I enjoyed the Divine Aisvarya, all God’s Vibhutis,
I had Visvaroopa Darshan, the Cosmic Consciousness, only
God I saw.
Glory, glory unto the Lord, hail! hail! hail! O sweet Ram.
Let me sing once more Thy Name–Ram Ram Ram, Om, Om, Om, only God I saw.
The seeing mind
Jesus, who said: “Blessed are the pure in heart: for they shall see God” (Matthew 5:8), had learned this in India. For the next verse of the Katha Upanishad tells us: “By the purified mind alone is the indivisible Brahman to be attained. Brahman alone is–nothing else is.

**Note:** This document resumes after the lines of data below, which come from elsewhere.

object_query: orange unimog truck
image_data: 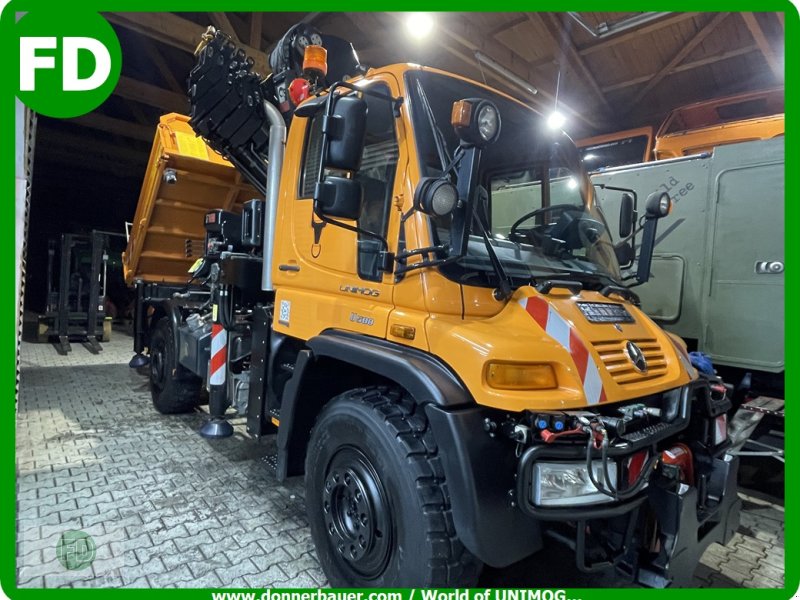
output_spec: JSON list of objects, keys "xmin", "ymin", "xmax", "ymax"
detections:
[
  {"xmin": 653, "ymin": 88, "xmax": 784, "ymax": 159},
  {"xmin": 130, "ymin": 25, "xmax": 740, "ymax": 588},
  {"xmin": 577, "ymin": 126, "xmax": 654, "ymax": 170}
]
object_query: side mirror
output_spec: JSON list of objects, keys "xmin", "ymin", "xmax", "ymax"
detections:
[
  {"xmin": 316, "ymin": 176, "xmax": 362, "ymax": 220},
  {"xmin": 324, "ymin": 95, "xmax": 367, "ymax": 171},
  {"xmin": 636, "ymin": 192, "xmax": 672, "ymax": 283},
  {"xmin": 414, "ymin": 177, "xmax": 458, "ymax": 217},
  {"xmin": 614, "ymin": 241, "xmax": 635, "ymax": 268},
  {"xmin": 619, "ymin": 192, "xmax": 635, "ymax": 238},
  {"xmin": 645, "ymin": 191, "xmax": 671, "ymax": 219}
]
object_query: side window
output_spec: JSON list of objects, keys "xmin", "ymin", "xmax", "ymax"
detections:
[
  {"xmin": 299, "ymin": 83, "xmax": 399, "ymax": 282},
  {"xmin": 300, "ymin": 116, "xmax": 324, "ymax": 198}
]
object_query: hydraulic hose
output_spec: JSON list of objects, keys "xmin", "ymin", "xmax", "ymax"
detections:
[{"xmin": 585, "ymin": 426, "xmax": 660, "ymax": 502}]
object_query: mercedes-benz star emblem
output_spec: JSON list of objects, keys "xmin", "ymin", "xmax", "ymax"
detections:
[{"xmin": 625, "ymin": 341, "xmax": 648, "ymax": 373}]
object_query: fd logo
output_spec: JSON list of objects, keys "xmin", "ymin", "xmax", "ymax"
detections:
[{"xmin": 16, "ymin": 12, "xmax": 122, "ymax": 118}]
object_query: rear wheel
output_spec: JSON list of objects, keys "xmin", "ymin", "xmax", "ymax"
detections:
[
  {"xmin": 149, "ymin": 317, "xmax": 202, "ymax": 414},
  {"xmin": 305, "ymin": 386, "xmax": 481, "ymax": 587}
]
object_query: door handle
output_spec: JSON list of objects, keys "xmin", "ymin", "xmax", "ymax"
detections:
[{"xmin": 755, "ymin": 261, "xmax": 784, "ymax": 274}]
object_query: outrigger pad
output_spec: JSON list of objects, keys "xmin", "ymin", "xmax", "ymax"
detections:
[
  {"xmin": 129, "ymin": 354, "xmax": 150, "ymax": 369},
  {"xmin": 199, "ymin": 418, "xmax": 234, "ymax": 438}
]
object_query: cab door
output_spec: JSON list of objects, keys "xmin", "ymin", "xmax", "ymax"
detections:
[{"xmin": 272, "ymin": 74, "xmax": 405, "ymax": 341}]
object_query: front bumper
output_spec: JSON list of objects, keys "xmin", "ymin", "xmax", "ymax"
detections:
[{"xmin": 515, "ymin": 442, "xmax": 740, "ymax": 587}]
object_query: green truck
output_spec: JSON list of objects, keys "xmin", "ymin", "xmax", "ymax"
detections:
[
  {"xmin": 591, "ymin": 138, "xmax": 784, "ymax": 470},
  {"xmin": 592, "ymin": 138, "xmax": 784, "ymax": 384}
]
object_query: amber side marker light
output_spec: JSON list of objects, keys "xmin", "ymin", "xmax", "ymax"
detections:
[
  {"xmin": 486, "ymin": 362, "xmax": 557, "ymax": 390},
  {"xmin": 451, "ymin": 99, "xmax": 473, "ymax": 129},
  {"xmin": 390, "ymin": 324, "xmax": 416, "ymax": 340}
]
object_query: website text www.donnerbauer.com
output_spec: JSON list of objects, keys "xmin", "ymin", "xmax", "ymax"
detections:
[{"xmin": 211, "ymin": 588, "xmax": 576, "ymax": 600}]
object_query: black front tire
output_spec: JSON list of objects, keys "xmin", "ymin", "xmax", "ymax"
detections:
[
  {"xmin": 149, "ymin": 317, "xmax": 202, "ymax": 414},
  {"xmin": 305, "ymin": 386, "xmax": 481, "ymax": 587}
]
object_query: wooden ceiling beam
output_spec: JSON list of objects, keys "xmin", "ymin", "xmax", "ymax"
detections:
[
  {"xmin": 114, "ymin": 76, "xmax": 188, "ymax": 114},
  {"xmin": 627, "ymin": 12, "xmax": 730, "ymax": 109},
  {"xmin": 107, "ymin": 12, "xmax": 270, "ymax": 74},
  {"xmin": 426, "ymin": 16, "xmax": 604, "ymax": 129},
  {"xmin": 106, "ymin": 12, "xmax": 198, "ymax": 52},
  {"xmin": 249, "ymin": 13, "xmax": 263, "ymax": 47},
  {"xmin": 209, "ymin": 12, "xmax": 241, "ymax": 45},
  {"xmin": 142, "ymin": 40, "xmax": 184, "ymax": 94},
  {"xmin": 741, "ymin": 12, "xmax": 783, "ymax": 80},
  {"xmin": 126, "ymin": 101, "xmax": 153, "ymax": 126},
  {"xmin": 601, "ymin": 44, "xmax": 759, "ymax": 93},
  {"xmin": 534, "ymin": 13, "xmax": 613, "ymax": 114},
  {"xmin": 487, "ymin": 14, "xmax": 527, "ymax": 38},
  {"xmin": 577, "ymin": 12, "xmax": 701, "ymax": 57},
  {"xmin": 66, "ymin": 113, "xmax": 154, "ymax": 143}
]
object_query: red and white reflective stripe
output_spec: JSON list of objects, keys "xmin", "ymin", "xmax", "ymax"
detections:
[
  {"xmin": 519, "ymin": 296, "xmax": 607, "ymax": 405},
  {"xmin": 209, "ymin": 323, "xmax": 227, "ymax": 386},
  {"xmin": 714, "ymin": 414, "xmax": 728, "ymax": 445}
]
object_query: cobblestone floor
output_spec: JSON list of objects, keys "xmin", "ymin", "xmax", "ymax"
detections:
[{"xmin": 16, "ymin": 332, "xmax": 786, "ymax": 588}]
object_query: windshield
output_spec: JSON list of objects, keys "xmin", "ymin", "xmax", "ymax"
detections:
[{"xmin": 406, "ymin": 70, "xmax": 622, "ymax": 289}]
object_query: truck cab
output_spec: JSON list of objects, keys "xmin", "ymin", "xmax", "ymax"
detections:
[{"xmin": 132, "ymin": 30, "xmax": 741, "ymax": 588}]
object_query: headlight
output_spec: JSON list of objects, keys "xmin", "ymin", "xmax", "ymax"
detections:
[
  {"xmin": 532, "ymin": 461, "xmax": 616, "ymax": 507},
  {"xmin": 645, "ymin": 191, "xmax": 672, "ymax": 218},
  {"xmin": 429, "ymin": 180, "xmax": 458, "ymax": 216},
  {"xmin": 413, "ymin": 177, "xmax": 458, "ymax": 217},
  {"xmin": 477, "ymin": 104, "xmax": 499, "ymax": 142}
]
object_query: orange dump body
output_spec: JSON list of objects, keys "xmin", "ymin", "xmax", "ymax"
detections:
[{"xmin": 123, "ymin": 114, "xmax": 260, "ymax": 285}]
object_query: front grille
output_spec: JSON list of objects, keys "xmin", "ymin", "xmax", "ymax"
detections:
[{"xmin": 592, "ymin": 338, "xmax": 667, "ymax": 385}]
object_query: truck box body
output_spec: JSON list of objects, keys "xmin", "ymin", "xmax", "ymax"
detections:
[
  {"xmin": 592, "ymin": 138, "xmax": 784, "ymax": 373},
  {"xmin": 123, "ymin": 113, "xmax": 260, "ymax": 286}
]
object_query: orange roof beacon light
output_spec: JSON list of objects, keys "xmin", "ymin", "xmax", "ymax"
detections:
[{"xmin": 303, "ymin": 44, "xmax": 328, "ymax": 78}]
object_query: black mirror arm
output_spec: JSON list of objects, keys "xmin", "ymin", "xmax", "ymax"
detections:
[
  {"xmin": 395, "ymin": 254, "xmax": 460, "ymax": 276},
  {"xmin": 395, "ymin": 245, "xmax": 448, "ymax": 261},
  {"xmin": 594, "ymin": 183, "xmax": 638, "ymax": 205},
  {"xmin": 635, "ymin": 217, "xmax": 659, "ymax": 283}
]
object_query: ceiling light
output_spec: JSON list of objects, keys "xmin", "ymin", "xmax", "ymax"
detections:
[
  {"xmin": 547, "ymin": 111, "xmax": 566, "ymax": 130},
  {"xmin": 406, "ymin": 13, "xmax": 434, "ymax": 39}
]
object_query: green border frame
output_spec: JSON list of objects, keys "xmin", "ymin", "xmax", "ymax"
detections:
[{"xmin": 2, "ymin": 3, "xmax": 796, "ymax": 597}]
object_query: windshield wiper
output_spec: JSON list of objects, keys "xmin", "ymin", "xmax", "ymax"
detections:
[
  {"xmin": 472, "ymin": 196, "xmax": 513, "ymax": 300},
  {"xmin": 415, "ymin": 80, "xmax": 450, "ymax": 172}
]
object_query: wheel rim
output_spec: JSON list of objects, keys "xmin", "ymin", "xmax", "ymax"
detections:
[
  {"xmin": 150, "ymin": 339, "xmax": 166, "ymax": 391},
  {"xmin": 322, "ymin": 446, "xmax": 392, "ymax": 579}
]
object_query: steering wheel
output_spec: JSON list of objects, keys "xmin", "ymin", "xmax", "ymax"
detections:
[
  {"xmin": 577, "ymin": 217, "xmax": 607, "ymax": 249},
  {"xmin": 508, "ymin": 203, "xmax": 579, "ymax": 244}
]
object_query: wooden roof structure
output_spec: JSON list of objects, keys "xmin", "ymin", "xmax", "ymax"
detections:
[{"xmin": 30, "ymin": 11, "xmax": 784, "ymax": 221}]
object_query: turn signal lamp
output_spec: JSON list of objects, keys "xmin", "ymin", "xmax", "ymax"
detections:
[
  {"xmin": 390, "ymin": 324, "xmax": 416, "ymax": 340},
  {"xmin": 451, "ymin": 100, "xmax": 472, "ymax": 129},
  {"xmin": 303, "ymin": 45, "xmax": 328, "ymax": 77},
  {"xmin": 486, "ymin": 362, "xmax": 557, "ymax": 390}
]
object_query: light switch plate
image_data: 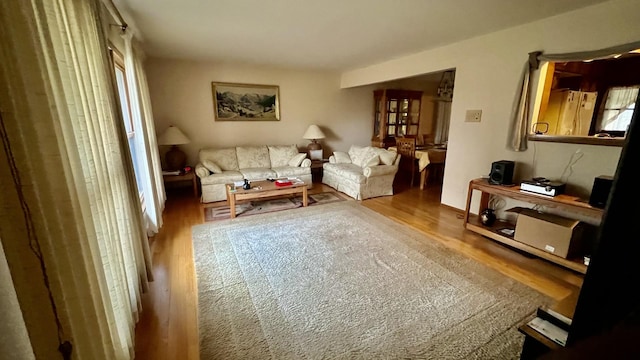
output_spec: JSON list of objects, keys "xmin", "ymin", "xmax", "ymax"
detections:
[{"xmin": 465, "ymin": 110, "xmax": 482, "ymax": 122}]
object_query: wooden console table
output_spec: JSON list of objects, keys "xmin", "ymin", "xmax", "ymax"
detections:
[
  {"xmin": 163, "ymin": 170, "xmax": 198, "ymax": 198},
  {"xmin": 463, "ymin": 178, "xmax": 603, "ymax": 274},
  {"xmin": 310, "ymin": 159, "xmax": 328, "ymax": 183},
  {"xmin": 518, "ymin": 291, "xmax": 579, "ymax": 359}
]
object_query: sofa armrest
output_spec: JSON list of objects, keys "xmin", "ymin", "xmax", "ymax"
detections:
[
  {"xmin": 301, "ymin": 158, "xmax": 311, "ymax": 167},
  {"xmin": 329, "ymin": 155, "xmax": 336, "ymax": 163},
  {"xmin": 363, "ymin": 164, "xmax": 397, "ymax": 178},
  {"xmin": 393, "ymin": 153, "xmax": 402, "ymax": 166},
  {"xmin": 195, "ymin": 163, "xmax": 211, "ymax": 179}
]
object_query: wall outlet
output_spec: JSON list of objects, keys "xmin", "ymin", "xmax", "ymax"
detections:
[{"xmin": 465, "ymin": 110, "xmax": 482, "ymax": 122}]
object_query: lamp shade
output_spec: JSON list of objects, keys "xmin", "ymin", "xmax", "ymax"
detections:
[
  {"xmin": 302, "ymin": 125, "xmax": 325, "ymax": 140},
  {"xmin": 158, "ymin": 125, "xmax": 190, "ymax": 145}
]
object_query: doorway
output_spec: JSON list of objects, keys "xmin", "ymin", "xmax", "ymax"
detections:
[{"xmin": 373, "ymin": 69, "xmax": 455, "ymax": 195}]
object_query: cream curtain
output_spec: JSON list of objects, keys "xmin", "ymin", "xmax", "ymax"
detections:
[
  {"xmin": 134, "ymin": 44, "xmax": 167, "ymax": 231},
  {"xmin": 507, "ymin": 41, "xmax": 640, "ymax": 151},
  {"xmin": 121, "ymin": 31, "xmax": 166, "ymax": 234},
  {"xmin": 0, "ymin": 0, "xmax": 152, "ymax": 359},
  {"xmin": 434, "ymin": 100, "xmax": 452, "ymax": 145},
  {"xmin": 508, "ymin": 59, "xmax": 532, "ymax": 152}
]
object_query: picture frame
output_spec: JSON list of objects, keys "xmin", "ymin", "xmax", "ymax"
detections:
[{"xmin": 212, "ymin": 82, "xmax": 280, "ymax": 121}]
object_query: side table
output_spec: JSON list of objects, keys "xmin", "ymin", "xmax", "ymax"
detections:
[
  {"xmin": 163, "ymin": 171, "xmax": 198, "ymax": 198},
  {"xmin": 310, "ymin": 159, "xmax": 328, "ymax": 183}
]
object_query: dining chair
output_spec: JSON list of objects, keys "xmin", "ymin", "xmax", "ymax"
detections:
[
  {"xmin": 420, "ymin": 148, "xmax": 447, "ymax": 189},
  {"xmin": 395, "ymin": 136, "xmax": 418, "ymax": 187},
  {"xmin": 421, "ymin": 134, "xmax": 434, "ymax": 147}
]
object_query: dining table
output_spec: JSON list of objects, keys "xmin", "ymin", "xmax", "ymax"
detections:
[{"xmin": 388, "ymin": 145, "xmax": 447, "ymax": 190}]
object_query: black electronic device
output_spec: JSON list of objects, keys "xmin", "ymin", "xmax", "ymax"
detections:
[
  {"xmin": 589, "ymin": 175, "xmax": 613, "ymax": 208},
  {"xmin": 488, "ymin": 160, "xmax": 515, "ymax": 185}
]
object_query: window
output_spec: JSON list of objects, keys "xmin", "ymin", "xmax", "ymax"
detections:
[
  {"xmin": 530, "ymin": 53, "xmax": 640, "ymax": 146},
  {"xmin": 600, "ymin": 86, "xmax": 639, "ymax": 132},
  {"xmin": 112, "ymin": 49, "xmax": 144, "ymax": 198}
]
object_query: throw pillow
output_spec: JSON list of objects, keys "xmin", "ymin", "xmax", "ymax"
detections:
[
  {"xmin": 195, "ymin": 165, "xmax": 210, "ymax": 178},
  {"xmin": 377, "ymin": 149, "xmax": 397, "ymax": 166},
  {"xmin": 287, "ymin": 153, "xmax": 307, "ymax": 167},
  {"xmin": 202, "ymin": 159, "xmax": 222, "ymax": 174},
  {"xmin": 357, "ymin": 147, "xmax": 379, "ymax": 168},
  {"xmin": 333, "ymin": 151, "xmax": 352, "ymax": 164},
  {"xmin": 362, "ymin": 154, "xmax": 380, "ymax": 167}
]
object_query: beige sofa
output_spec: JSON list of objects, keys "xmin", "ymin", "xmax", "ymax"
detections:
[
  {"xmin": 195, "ymin": 144, "xmax": 312, "ymax": 203},
  {"xmin": 322, "ymin": 145, "xmax": 400, "ymax": 200}
]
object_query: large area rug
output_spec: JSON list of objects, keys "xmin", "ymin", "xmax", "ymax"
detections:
[
  {"xmin": 192, "ymin": 202, "xmax": 550, "ymax": 359},
  {"xmin": 203, "ymin": 191, "xmax": 348, "ymax": 221}
]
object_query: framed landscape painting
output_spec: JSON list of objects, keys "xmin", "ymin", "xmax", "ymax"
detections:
[{"xmin": 212, "ymin": 82, "xmax": 280, "ymax": 121}]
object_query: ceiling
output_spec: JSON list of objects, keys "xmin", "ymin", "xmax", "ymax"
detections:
[{"xmin": 114, "ymin": 0, "xmax": 608, "ymax": 71}]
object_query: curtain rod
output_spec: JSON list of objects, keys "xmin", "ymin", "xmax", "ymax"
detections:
[{"xmin": 103, "ymin": 0, "xmax": 128, "ymax": 31}]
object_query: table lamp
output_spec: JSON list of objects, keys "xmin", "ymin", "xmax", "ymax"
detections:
[
  {"xmin": 158, "ymin": 125, "xmax": 190, "ymax": 171},
  {"xmin": 302, "ymin": 124, "xmax": 326, "ymax": 160}
]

He who sees the manifold universe, and not the one reality, goes evermore from death to death” (Katha Upanishad 2:1:11)
The necessary purification is profound, for Saint John tells us: “Every man that hath this hope in him purifieth himself, even as he [God] is pure” (I John 3:3). Those whose minds have been made pure in the contemplation of God automatically see Him. And, more importantly, they attain God, as the upanishad says. They come to know themselves as gods within God.
The universe and ourselves are in an ineffable way part of the indivisible Brahman. That is why Jesus said: “This is life eternal: that they might know thee the only true God” (John 17:3), and why the upanishad tell us that “He who sees the manifold universe, and not the one reality, goes evermore from death to death.”
The upanishad calls us to see God and enter into Life Eternal.